中東諸国の4月の原油生産は前月比で大幅減
(中東、世界、イラン、サウジアラビア、アラブ首長国連邦、イラク)
調査部中東アフリカ課
2026年05月15日
中東情勢悪化により、ホルムズ海峡の事実上の封鎖やエネルギー関連施設が攻撃を受け、中東産油国の資源輸送や原油生産に影響を与えている(2026年4月10日付地域・分析レポート「中東情勢悪化がホルムズ海峡に与える影響」参照)。このような中、エネルギー関連機関がそれぞれの機関の推計や予測も含む原油生産量や石油需要などを発表した。

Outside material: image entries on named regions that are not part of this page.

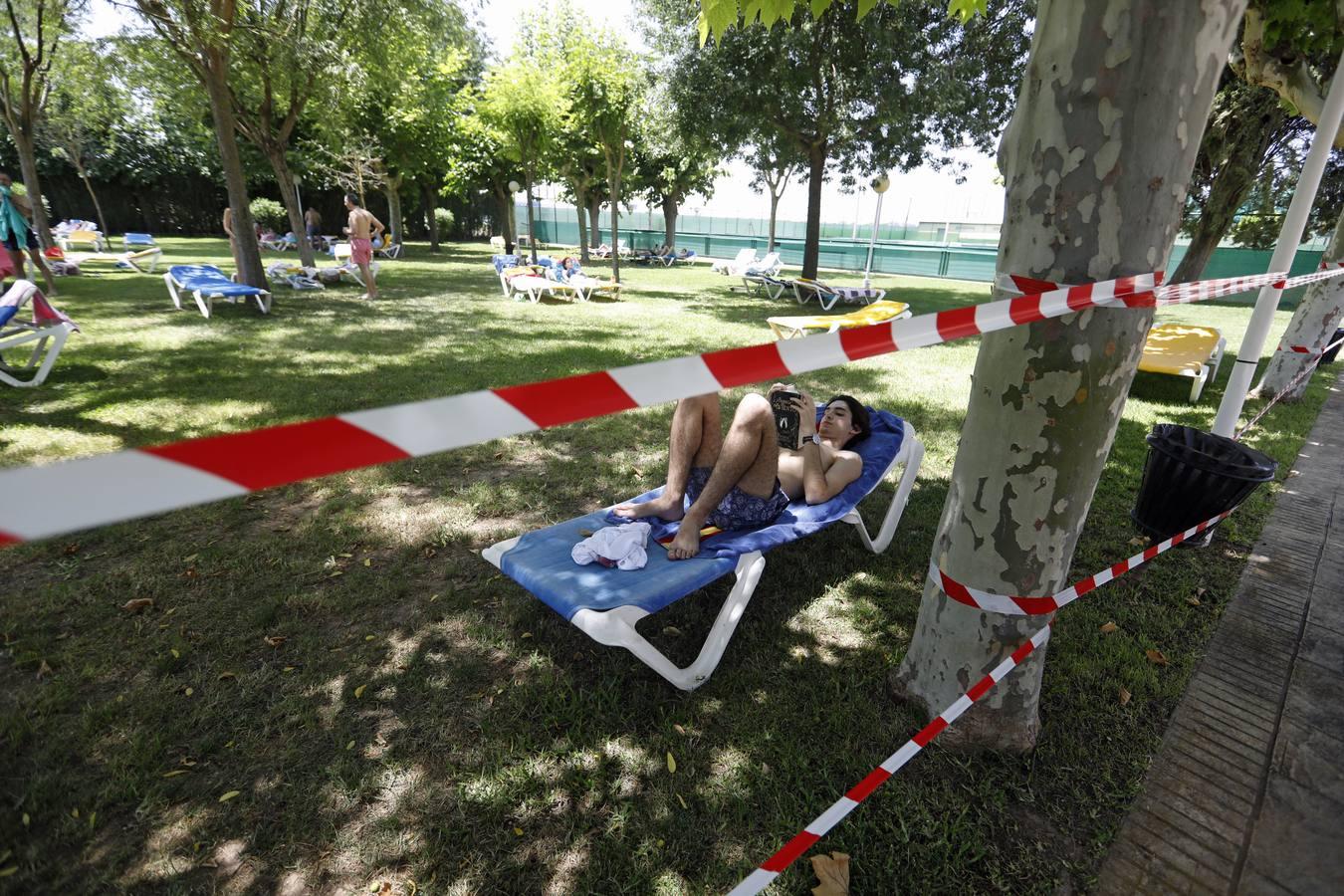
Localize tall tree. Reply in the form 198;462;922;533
661;0;1029;277
632;116;725;247
707;0;1244;750
1236;0;1344;399
134;0;268;289
0;0;84;246
1171;79;1304;284
568;31;648;282
41;40;130;234
481;53;560;265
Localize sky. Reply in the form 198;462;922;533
86;0;1004;224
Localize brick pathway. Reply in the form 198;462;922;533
1098;379;1344;896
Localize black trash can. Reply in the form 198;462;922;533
1129;423;1278;542
1321;328;1344;364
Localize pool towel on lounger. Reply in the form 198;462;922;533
606;407;905;559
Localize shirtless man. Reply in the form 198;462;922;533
614;383;871;560
345;193;387;299
0;170;57;299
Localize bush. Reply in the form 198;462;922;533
247;196;289;234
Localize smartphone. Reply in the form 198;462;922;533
771;391;802;451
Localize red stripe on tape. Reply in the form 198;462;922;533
911;716;948;747
1008;295;1043;324
141;416;410;491
967;676;995;703
938;569;976;607
1012;638;1036;664
761;830;821;874
491;370;638;428
840;324;896;361
700;342;791;387
1012;597;1059;616
845;766;891;803
1068;284;1091;312
934;305;980;342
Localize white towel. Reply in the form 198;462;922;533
569;523;650;569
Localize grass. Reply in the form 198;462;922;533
0;239;1326;893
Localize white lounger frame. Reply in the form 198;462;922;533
481;423;923;691
0;320;76;388
164;272;272;319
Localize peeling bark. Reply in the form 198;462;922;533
1255;206;1344;400
891;0;1245;750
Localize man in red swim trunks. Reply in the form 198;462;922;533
345;193;387;299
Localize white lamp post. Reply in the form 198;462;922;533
863;174;891;289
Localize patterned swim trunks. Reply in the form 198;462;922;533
686;466;788;530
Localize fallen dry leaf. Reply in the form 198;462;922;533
811;853;849;896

米国エネルギー情報局(EIA)は5月12日付プレスリリース
で、イラク、サウジアラビア、クウェート、アラブ首長国連邦(UAE)、カタール、バーレーンなどにおいて、日量1,050万バレルの原油生産が停止されたとの推計を発表した。また、ブレント原油は4⽉に1バレル平均117ドルと上昇を見せており、EIAは5月、6月に106ドル程度になるとの予測を示した。EIAの予測ではホルムズ海峡が5月下旬まで事実上封鎖された状態が続くと想定しているが、6月以降に輸送が徐々に再開され、年内に中東情勢悪化前の水準に戻ると見込んでいるとした。
OPEC(注1)は5月13日、5月版石油市場月報
にて、OPECプラス(注2)の4月の原油生産は前月(3月)比で日量174万バレル減の日量3,319万バレルで、2025年平均の日量4,193万バレルと比べても減少した。サウジアラビア、クウェート、イラク、イランなど中東諸国で大幅な落ち込みをみせた。なお、UAEは2026年5月1日に脱退した(2026年4月30日記事参照)が、4月の統計にはOPECとして数値が計上されている。
OPECは5月3日付プレスリリース
にて、2023年以降に「追加自主減産」を実施するOPECプラス加盟の7カ国(サウジアラビア、ロシア、イラク、クウェート、カザフスタン、アルジェリア、オマーン)が減産方針の緩和も議論し、柔軟な対応をすることの重要性を再確認したと発表した。
世界の石油需要にも影響
OPECの月報によると、2026年の世界の石油需要(年間平均)は、前年比で日量117万バレル増の日量1億633万バレルと予測を示した。2027年にはさらに日量154万バレル増加するとの見通しだ。
一方、OPECの需要増との予測に対し、国際エネルギー機関(IEA)の5月13日付石油月報においては、2026年の世界の石油需要は、前年比で日量42万バレル減少し、日量1億400万バレルになると、需要減との予測を示した。また、現在、石油化学および航空燃料が大きな影響を受けているが、今後、石油価格高騰、経済の悪化や需要抑制策が消費にさらに影響を与えるという。なお、IEAはホルムズ海峡の封鎖の影響を受けた湾岸諸国の原油生産量は、中東情勢悪化前の水準を日量1,440万バレル下回ったとする。
中東情勢と世界各国の動きは「イスラエル・米国とイランの衝突を巡る中東情勢関連情報」「激動の中東情勢:中東各国への影響と展望」も参照。
(注1)イラン、イラク、クウェート、サウジアラビア、ベネズエラ、リビア、アルジェリア、ナイジェリア、ガボン、赤道ギニア、コンゴ共和国で構成。UAEは2026年5月1日に脱退。
(注2)OPECプラスは、OPEC加盟国に加えて、アゼルバイジャン、バーレーン、ブルネイ、ブラジル、カザフスタン、マレーシア、メキシコ、オマーン、ロシア、スーダン、南スーダンで構成。